Yes, it's MarkZ's initials. He told me this himself a couple of years ago, so I trust the source.

Here's how you can examine that stub program: Find a 32-bit exe that's smaller than about half a meg in size and open it with debug.exe:

debug notepad.exe

When you get the debug prompt, ES:IP will point to the beginning of the 16-bit code. Disassemble a bit of it:

17AB:0000 PUSH CS
17AB:0001 POP DS
17AB:0002 MOV DX,000E
17AB:0005 MOV AH,09
17AB:0007 INT 21
17AB:0009 MOV AX,4C01
17AB:000C INT 21
...and so on...

In English, this means:

Move the code segment into the data segment register.
Move the offset of the message to print into the DX register.
Move "09", or the "print" instruction into the AH register.
Call interrupt 0x21 to do the print.
Move "4c01" into AX, which will tell interrupt 0x21 to terminate the process (4c) and return 01 as the exit code.
Call interrupt 0x21 again.

Or, in less asstastic English:

Print "You must use Windows!" and then exit.

Крокодил Гена said...

You don't understand what he's asking. After Int 21h is called to terminate the process comes the $-terminated string, and after the dollar sign is 7 zeroes and then a bunch of garbled data that varies in size and content, but seems to always contain the word "Rich". I guess you could theoretically put anything here, but it seems like compilers (just a guess as to the culprit) are fairly consistent here. I have been COMPLETELY unable to find any mention of this section, it seems like every guide skips from 003Ch over to the offset it points at ("PE\0\0"). In notepad.exe it goes like this:

INT 21H (program ends)
$-terminated string
7 zeroes
Begin mystery section
EC 85 5B A1
A8 E4 35 F2
A8 E4 35 F2
A8 E4 35 F2
6B EB 3A F2
A9 E4 35 F2
6B EB 55 F2
A9 E4 35 F2
6B EB 68 F2
BB E4 35 F2
A8 E4 34 F2
63 E4 35 F2
6B EB 6B F2
A9 E4 35 F2
6B EB 6A F2
BF E4 35 F2
6B EB 6F F2
A9 E4 35 F2
52 69 63 68 ("Rich")
A8 E4 35 F2
End mystery section
A variable number of zeroes (padding, obviously)

Like I said, I haven't seen mention of this section anywhere! I'm desperate to know what generates it and why. I know this blog post is old but if anyone Googles this and knows the answer, please comment in my blog.

H. Carvey said...

I've found a little information about this section, but nothing beyond that it's added by the compiler/linker.

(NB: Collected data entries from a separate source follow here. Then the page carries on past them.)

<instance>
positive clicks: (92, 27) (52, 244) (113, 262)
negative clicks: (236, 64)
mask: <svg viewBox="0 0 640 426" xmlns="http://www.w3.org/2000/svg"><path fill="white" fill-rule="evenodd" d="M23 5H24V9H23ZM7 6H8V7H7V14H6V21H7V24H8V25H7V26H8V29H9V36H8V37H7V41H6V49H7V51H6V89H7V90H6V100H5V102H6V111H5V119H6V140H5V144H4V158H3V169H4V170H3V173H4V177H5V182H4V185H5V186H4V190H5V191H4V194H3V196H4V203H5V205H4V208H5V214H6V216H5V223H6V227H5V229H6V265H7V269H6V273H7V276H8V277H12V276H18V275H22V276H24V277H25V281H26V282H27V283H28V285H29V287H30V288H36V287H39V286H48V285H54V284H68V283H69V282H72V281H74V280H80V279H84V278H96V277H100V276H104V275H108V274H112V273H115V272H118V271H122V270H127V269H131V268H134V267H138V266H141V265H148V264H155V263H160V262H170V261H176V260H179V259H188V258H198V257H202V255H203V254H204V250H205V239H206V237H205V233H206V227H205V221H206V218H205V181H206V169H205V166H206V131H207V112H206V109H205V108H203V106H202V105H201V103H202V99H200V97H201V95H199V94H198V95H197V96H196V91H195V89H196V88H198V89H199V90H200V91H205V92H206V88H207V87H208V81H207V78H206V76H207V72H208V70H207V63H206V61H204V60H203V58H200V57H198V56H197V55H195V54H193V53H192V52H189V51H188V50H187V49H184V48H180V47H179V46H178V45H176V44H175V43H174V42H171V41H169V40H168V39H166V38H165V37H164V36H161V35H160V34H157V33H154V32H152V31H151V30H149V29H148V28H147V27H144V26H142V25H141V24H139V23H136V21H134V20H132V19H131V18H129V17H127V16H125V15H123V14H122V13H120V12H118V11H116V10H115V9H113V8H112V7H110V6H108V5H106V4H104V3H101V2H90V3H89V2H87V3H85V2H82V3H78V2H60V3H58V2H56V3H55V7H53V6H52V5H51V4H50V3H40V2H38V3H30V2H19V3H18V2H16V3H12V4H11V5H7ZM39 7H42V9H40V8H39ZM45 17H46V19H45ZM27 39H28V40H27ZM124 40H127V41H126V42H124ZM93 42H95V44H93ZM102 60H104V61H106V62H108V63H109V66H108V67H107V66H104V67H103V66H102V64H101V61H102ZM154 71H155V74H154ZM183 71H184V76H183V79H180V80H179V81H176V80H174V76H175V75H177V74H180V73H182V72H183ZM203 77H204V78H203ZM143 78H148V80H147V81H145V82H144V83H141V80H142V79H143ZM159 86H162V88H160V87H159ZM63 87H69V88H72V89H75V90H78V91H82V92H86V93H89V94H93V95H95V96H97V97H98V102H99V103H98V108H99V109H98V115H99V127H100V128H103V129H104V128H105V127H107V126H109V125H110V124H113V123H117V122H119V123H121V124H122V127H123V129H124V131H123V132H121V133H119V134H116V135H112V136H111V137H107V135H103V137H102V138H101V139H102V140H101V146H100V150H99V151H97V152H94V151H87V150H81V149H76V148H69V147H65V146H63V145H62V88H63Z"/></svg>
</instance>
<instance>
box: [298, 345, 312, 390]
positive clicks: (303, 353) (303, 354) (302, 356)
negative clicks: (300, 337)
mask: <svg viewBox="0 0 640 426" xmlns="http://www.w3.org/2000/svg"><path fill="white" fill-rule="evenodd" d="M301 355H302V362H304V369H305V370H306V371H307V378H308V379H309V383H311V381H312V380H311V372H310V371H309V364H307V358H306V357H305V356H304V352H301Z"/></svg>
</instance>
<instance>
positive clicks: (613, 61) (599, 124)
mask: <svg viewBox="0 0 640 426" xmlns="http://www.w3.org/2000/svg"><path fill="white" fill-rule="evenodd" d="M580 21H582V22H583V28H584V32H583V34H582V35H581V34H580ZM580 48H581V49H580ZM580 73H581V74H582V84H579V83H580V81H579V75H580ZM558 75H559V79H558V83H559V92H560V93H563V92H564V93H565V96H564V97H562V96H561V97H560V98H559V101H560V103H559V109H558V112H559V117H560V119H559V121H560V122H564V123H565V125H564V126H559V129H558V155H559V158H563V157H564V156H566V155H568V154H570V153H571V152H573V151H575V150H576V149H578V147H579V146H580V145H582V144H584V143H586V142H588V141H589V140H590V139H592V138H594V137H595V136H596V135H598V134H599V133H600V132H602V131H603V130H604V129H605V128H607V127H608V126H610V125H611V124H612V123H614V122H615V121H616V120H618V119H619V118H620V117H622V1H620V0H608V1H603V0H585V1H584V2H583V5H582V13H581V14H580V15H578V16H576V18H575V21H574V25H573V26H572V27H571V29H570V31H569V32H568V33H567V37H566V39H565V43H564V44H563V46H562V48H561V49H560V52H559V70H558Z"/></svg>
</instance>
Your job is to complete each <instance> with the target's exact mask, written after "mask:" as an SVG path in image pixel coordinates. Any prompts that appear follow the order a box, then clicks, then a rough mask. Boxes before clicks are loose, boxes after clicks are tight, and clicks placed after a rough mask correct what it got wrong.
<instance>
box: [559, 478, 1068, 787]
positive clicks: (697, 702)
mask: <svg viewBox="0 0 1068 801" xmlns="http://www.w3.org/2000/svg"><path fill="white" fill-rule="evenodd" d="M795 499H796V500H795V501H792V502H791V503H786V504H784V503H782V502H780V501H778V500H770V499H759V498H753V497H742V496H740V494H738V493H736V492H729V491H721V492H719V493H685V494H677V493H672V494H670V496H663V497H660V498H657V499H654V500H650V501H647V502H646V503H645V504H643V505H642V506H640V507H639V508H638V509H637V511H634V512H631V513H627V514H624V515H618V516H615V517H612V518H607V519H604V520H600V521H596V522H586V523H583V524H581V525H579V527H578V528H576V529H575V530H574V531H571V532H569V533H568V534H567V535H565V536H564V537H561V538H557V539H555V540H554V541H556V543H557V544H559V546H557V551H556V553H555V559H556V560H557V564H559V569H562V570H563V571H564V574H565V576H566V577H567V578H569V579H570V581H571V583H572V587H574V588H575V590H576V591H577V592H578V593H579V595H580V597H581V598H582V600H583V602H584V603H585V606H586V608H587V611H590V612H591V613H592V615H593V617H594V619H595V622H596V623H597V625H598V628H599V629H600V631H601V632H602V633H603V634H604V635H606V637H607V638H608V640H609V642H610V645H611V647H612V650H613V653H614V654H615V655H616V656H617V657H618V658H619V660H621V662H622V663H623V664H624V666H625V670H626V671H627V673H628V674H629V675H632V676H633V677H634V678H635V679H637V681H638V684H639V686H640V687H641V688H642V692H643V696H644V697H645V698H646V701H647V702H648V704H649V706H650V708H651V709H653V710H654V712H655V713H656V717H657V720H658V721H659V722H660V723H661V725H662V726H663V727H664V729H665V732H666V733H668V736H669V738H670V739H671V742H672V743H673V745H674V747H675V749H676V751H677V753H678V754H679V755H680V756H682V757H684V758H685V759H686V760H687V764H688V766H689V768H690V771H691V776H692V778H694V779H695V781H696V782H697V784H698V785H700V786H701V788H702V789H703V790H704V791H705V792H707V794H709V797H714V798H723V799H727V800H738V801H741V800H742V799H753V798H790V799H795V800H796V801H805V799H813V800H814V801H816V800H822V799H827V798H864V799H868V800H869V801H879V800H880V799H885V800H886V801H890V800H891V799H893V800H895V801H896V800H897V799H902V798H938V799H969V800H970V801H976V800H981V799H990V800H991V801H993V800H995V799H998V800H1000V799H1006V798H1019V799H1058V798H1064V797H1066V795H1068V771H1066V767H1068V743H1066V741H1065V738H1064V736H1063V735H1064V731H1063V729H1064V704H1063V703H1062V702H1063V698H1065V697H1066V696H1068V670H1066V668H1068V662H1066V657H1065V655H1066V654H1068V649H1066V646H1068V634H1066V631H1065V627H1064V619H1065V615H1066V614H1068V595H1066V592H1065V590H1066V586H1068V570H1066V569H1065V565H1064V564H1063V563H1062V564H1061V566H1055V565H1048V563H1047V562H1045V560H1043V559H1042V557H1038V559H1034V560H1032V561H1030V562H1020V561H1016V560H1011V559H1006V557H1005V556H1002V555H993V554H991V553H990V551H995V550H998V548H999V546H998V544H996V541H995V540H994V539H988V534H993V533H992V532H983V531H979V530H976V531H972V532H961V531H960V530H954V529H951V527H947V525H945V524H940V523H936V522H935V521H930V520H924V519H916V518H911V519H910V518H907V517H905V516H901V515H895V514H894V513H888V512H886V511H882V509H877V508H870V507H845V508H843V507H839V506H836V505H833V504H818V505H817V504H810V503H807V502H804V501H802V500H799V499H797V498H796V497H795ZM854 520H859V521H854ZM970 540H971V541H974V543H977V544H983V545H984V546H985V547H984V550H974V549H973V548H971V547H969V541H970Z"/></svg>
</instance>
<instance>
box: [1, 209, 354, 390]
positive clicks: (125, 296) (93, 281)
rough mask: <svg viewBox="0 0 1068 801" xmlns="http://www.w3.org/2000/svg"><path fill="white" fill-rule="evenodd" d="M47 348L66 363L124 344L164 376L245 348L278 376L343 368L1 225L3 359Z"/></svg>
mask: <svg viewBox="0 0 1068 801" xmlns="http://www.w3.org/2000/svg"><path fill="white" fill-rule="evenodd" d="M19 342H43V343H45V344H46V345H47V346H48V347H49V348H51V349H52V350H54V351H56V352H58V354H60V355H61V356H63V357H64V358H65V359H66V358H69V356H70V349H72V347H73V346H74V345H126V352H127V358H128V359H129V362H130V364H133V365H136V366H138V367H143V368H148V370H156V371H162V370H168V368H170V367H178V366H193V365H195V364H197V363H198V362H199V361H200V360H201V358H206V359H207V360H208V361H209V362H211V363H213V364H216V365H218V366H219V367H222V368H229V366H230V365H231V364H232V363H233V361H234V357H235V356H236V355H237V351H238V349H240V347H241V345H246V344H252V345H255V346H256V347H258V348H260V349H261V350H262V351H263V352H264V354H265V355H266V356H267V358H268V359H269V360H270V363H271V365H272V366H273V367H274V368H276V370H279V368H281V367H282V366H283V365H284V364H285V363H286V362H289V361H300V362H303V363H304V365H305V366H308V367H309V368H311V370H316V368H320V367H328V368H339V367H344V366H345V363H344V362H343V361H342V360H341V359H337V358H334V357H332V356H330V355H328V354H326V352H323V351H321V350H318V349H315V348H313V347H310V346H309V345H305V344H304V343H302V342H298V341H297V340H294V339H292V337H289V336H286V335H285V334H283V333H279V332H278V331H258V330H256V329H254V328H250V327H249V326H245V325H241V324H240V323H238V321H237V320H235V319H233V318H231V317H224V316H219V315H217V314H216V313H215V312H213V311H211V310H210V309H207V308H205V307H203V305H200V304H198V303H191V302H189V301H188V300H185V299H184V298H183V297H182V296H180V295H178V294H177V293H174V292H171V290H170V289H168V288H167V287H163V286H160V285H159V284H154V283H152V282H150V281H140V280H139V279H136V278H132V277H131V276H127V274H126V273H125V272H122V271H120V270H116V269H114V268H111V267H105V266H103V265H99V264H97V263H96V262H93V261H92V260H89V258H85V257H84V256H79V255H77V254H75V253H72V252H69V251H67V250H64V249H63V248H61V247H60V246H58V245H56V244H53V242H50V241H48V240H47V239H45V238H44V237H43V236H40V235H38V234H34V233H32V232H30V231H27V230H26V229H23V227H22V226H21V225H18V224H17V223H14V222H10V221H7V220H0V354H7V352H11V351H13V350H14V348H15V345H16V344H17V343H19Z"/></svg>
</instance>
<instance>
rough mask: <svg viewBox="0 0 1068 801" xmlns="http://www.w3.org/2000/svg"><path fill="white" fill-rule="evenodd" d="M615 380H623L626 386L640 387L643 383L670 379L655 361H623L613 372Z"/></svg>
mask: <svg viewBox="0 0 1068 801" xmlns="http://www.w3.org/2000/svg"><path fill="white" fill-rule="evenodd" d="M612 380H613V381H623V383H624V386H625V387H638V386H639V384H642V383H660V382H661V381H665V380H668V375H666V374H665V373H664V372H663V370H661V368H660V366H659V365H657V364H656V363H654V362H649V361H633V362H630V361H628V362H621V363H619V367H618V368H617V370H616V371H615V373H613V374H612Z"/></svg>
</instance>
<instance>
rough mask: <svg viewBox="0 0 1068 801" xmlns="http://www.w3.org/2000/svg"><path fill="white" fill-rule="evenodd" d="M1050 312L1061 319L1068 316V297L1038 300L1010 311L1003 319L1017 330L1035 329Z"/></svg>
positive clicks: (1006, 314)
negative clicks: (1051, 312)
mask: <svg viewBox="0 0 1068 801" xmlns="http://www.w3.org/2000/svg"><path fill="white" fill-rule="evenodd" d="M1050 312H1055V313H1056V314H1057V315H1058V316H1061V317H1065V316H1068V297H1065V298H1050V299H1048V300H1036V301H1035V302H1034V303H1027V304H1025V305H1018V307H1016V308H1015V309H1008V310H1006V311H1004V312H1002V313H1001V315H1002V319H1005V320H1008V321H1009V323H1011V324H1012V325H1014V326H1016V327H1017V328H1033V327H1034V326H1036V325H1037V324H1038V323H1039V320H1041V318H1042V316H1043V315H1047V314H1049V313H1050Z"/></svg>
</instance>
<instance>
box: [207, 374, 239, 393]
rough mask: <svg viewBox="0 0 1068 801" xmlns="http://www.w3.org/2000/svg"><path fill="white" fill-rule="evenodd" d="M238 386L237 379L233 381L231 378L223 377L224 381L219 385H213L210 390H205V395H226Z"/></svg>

BTW, how can anyone post to your blog if they don't know what that blog is? Your blogger profile just contains an image, and no links to a blog.

Крокодил Гена said...

Sorry, I changed my settings. I don't log into Blogger often (read: ever).

Крокодил Гена said...

It's added by the microsoft linker which is used by every microsoft compiler, so that's why it's so widespread. If I compile my code with a different linker that section disappears. I'll try to look for what the information means in the linker documentation and comment when I find out more, unless you've already figured it all out. If they're dates of some kind it makes date forgery on PEs much more difficult.